Israel kills Hezbollah media chief – AP
The IDF issued no evacuation order before carrying out the strike that took out Mohammed Afif in central Beirut
Hezbollah spokesman Mohammed Afif has been killed in an Israeli airstrike on Beirut, a member of the Lebanese paramilitary group has told the Associated Press. The Israel Defense Forces (IDF) has not commented on the strike.
Israeli jets struck central Beirut without warning on Sunday, killing multiple people at a local office of the Syrian Ba’ath Party. Afif was among the dead, a Hezbollah official told AP.

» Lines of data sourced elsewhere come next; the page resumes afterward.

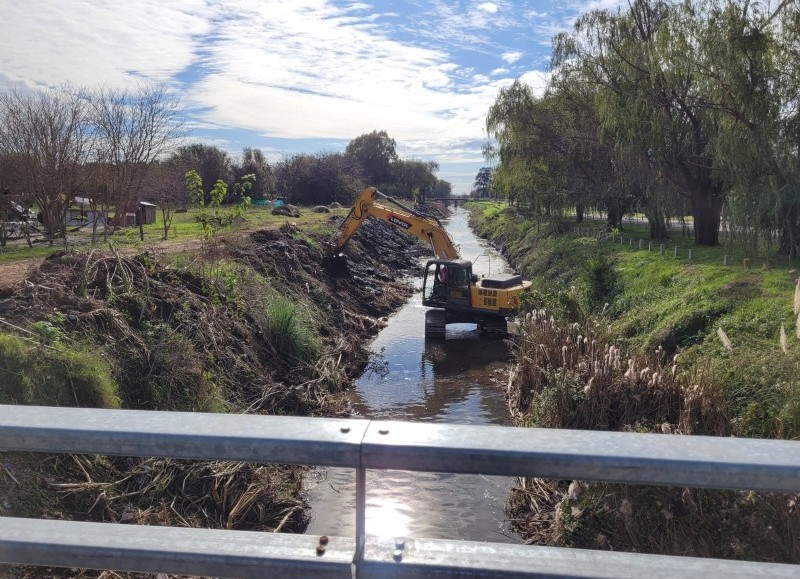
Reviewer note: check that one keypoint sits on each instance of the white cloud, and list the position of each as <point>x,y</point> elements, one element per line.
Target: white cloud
<point>304,69</point>
<point>49,42</point>
<point>511,57</point>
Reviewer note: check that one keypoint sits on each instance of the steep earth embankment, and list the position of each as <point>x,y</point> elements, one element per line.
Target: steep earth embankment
<point>625,339</point>
<point>250,324</point>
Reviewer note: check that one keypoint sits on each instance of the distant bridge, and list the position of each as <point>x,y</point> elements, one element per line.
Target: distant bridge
<point>448,200</point>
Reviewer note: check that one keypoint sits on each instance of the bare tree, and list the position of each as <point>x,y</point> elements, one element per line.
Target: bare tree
<point>136,128</point>
<point>166,187</point>
<point>48,133</point>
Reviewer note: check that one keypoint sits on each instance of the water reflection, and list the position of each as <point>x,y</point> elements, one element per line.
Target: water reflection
<point>458,380</point>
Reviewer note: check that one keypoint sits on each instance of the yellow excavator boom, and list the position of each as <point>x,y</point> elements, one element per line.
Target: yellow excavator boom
<point>426,227</point>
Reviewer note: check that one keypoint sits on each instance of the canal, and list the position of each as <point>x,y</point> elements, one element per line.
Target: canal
<point>459,380</point>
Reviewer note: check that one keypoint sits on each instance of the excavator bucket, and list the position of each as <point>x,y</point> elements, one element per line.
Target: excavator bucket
<point>336,265</point>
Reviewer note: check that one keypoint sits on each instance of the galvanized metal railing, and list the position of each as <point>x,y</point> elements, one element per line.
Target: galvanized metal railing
<point>723,463</point>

The strike took place near a busy intersection, and an AP reporter on the scene counted at least four bodies in the street afterwards.
The IDF did not respond to requests for comment from Israeli or international media outlets. Neither did the IDF issue an evacuation order before the attack, as it sometimes does before striking densely-populated areas.
Afif ran Hezbollah’s Al-Manar TV station for years before taking over as the group’s spokesman. He delivered regular press conferences from the bombed-out ruins of Beirut’s Dahiyeh neighborhood following the Israeli assassination of Hezbollah leader Hassan Nasrallah in September, and issued a statement taking responsibility for a drone attack on Israeli Prime Minister Benjamin Netanyahu’s residence the following month.
Afif is the latest in a long line of senior Hezbollah officials killed by Israel since the IDF began striking Beirut in mid-September. Israeli ground troops pushed into southern Lebanon in early October, although Hezbollah fighters have put up stiff resistance, with Afif declaring last week that the group was preparing to wage a “long war” against Israeli forces.
The IDF has confirmed the deaths of nearly 50 of its soldiers in the ground operation, although Hezbollah claims that the true body count is far higher.
More than 3,400 people have been killed in Lebanon since the airstrikes began in September, according to the country’s health ministry. This figure does not differentiate between civilians and Hezbollah militants.
Israel carried out a separate wave of airstrikes in Dahiyeh earlier on Sunday. Unlike the strike in central Beirut, the IDF issued an evacuation order before attacking Dahiyeh, a suburb on the south side of the Lebanese capital and a traditional stronghold of Hezbollah. The IDF claims to have hit at least 50 Hezbollah sites in the area over the last week.